The statistical controversy over “White Rural Rage: the Threat to American Democracy” (and a comment about post-publication review)

Statistical Modeling, Causal Inference, and Social Science 2024-08-29

Here’s an interesting example showing how technical choices in a regression model can make a big difference in the result. And I’m not talking about “statistical significance,” I’m talking about substantive interpretation.

David “should have his own weekly column in the NYT” Weakliem has the story:

The Atlantic recently published a critical review of the new book by Tom Schaller and Paul Waldman, White Rural Rage: the Threat to American Democracy. The review, by Tyler Austin Harper, concluded by saying that they were not just wrong, but had it backwards—the threat is from the cities and suburbs. . . .

The report that Harper links to says: “the more rural a county, the lower its rate of sending insurrectionists, a finding which is significant with a p-value <.01%." A just-published paper by Robert A. Pape, Kyle D. Larson, Keven G. Ruby in PS: Political Science and Politics gives a more detailed analysis. The results are from a negative binomial regression in which the dependent variable is the number of people from a county who were charged with crimes related to the January 6 attack on the Capitol. The number is estimated to be 2.88 times as large in urban than in rural counties, controlling [actually, adjusting — ed.] for other factors.

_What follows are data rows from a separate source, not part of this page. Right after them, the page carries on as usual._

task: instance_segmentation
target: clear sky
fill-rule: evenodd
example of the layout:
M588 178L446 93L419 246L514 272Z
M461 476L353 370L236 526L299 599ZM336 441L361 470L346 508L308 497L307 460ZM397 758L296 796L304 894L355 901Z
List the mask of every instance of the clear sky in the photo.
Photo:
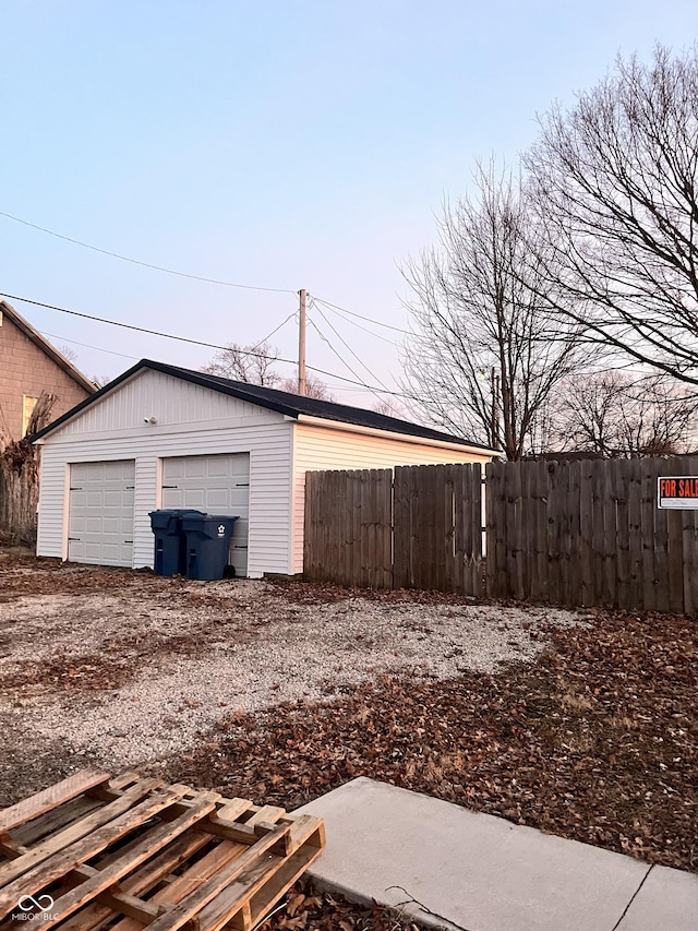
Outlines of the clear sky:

So far, so good. But there’s a problem. Weakliem explains:

A negative binomial regression predicts the logarithm of the dependent variable and their control is population (in 100,000s). The estimated coefficient for population is .148, meaning that the natural log of the predicted number of insurrectionists goes up by .148 for every 100,000 increase in county population.

Whaaaa? That’s nuts! You definitely want to to put county population on the log scale in such a model.

Weakliem follows up summarizing how his analysis differs from that of Pape et al.:

1. Control variables: my [Weakliem’s] main change was to use the logarithm of population rather than population as a predictor variable . . . I also created a variable for people living within driving distance, which I defined as 700 kilometers (which includes Boston, Cincinnati, and Detroit) and an interaction between distance and that variable. My idea was that (a) if you were in driving distance you could make the trip without spending much money and (b) with driving, the cost in time and money is strongly related to the distance . . .

2. Points in common: the number of insurrectionists increased with the percent of the county that was non-Hispanic white; decline in manufacturing employment didn’t make any clear difference; number of insurrectionists was higher in urban areas (although the estimated effect was much smaller in my analysis).

3. Points of divergence: a decline in the white population led to more insurrectionists in their analysis but had no effect in mine; the percent who voted for Trump led to fewer insurrectionists in their analysis but more in mine. . . . I ran a model including both Romney support in 2012 and the difference, and found that they both had similar positive estimates. I think this is important—it suggests that the insurrectionists were drawn both from new Trump followers and traditional Republicans. . . .

Overall, they conclude that participation in the insurrection was largely a response to perceived ethnic threat, and that the sources of “violent populism” are very different from those of “electoral populism.” My conclusion is that the sources are similar–after you control for population and distance, the places where Trump got votes were also the placed where he got supporters on January 6.

Too bad that the flawed paper is published in an official scholarly journal and Weakliem’s reanalysis and discussion are on a blog, where you’d expect they’d get less attention and respect.

I guess Weakliem could write up his posts as a short article and submit it to a journal, but that’s a bit of work, and, based on some of my experiences, I’m guessing it would end up as a Kafkaesque mess, with the most likely outcome being that his letter would be rejected by the journal outright, the next most likely outcome being an exhausting series of revisions, and the best possible outcome being publication along with a defensive and obfuscating response by the authors of the article being criticized.

This is one reason I like the idea of independent post-publication review, to avoid all that.